11. An energy consumption optimizing system and a parameter setting system of a grinding system comprise the following modules:

a data acquisition module for acquiring material parameters and system parameters of the grinding system,

a unit model construction module which respectively constructs a quality unit model for the millstone area, the wind ring area, the millstone cavity area and/or the powder concentrator area, carries out pretreatment on the data of the data acquisition module,

a system model construction module for constructing a grinding system energy model according to the law of conservation of energy and constructing a grinding system energy consumption model,

an optimization model construction module that constructs an optimization model using the model constructed by the unit model construction module and the system model construction module, and

an optimization model solving module for solving the optimization model according to the planning conditions to obtain the set parameters of the grinding system,

each model is as defined in any one of claims 1 to 9.

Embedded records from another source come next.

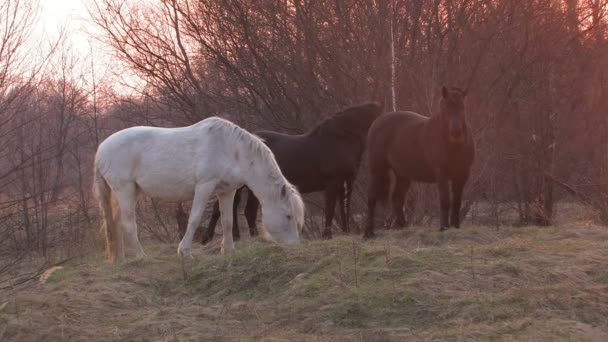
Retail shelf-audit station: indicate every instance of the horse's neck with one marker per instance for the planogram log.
(260, 181)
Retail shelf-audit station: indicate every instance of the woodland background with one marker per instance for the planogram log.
(537, 74)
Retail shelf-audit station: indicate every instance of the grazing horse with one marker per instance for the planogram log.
(176, 164)
(324, 159)
(438, 150)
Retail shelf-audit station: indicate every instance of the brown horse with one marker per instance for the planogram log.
(324, 159)
(438, 150)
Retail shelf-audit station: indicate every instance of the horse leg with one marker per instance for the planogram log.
(126, 204)
(251, 213)
(331, 192)
(457, 187)
(226, 205)
(349, 193)
(444, 201)
(341, 202)
(201, 195)
(210, 232)
(378, 189)
(235, 220)
(181, 218)
(401, 187)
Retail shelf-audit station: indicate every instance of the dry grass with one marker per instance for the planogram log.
(417, 284)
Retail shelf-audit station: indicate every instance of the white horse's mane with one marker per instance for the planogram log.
(258, 148)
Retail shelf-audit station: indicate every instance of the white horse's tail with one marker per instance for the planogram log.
(109, 226)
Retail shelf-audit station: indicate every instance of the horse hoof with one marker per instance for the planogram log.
(369, 236)
(183, 252)
(326, 234)
(225, 251)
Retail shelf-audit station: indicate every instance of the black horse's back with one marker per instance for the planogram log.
(324, 159)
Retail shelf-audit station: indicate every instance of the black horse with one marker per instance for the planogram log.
(325, 159)
(416, 148)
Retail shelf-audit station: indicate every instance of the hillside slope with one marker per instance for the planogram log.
(475, 283)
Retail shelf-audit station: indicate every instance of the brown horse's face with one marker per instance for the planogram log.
(453, 115)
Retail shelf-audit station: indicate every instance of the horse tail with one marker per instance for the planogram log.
(109, 226)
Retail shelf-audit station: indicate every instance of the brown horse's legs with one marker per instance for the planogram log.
(444, 200)
(457, 187)
(378, 189)
(342, 210)
(210, 232)
(251, 213)
(349, 193)
(331, 192)
(236, 233)
(401, 188)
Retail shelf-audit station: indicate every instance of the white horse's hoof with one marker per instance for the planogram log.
(227, 250)
(183, 252)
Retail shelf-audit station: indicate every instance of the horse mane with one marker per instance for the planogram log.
(340, 122)
(256, 147)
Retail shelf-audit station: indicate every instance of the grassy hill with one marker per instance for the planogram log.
(415, 284)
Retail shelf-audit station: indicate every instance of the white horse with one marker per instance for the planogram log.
(177, 164)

12. An energy consumption optimization system and parameter setting system of a grinding system, comprising a computer and a computer program running on the computer, the computer program running the method of any one of claims 1-10 on the computer.

13. A computer readable storage medium storing a computer program, characterized in that the computer program stored on the storage medium performs the method of any one of claims 1-10 after execution.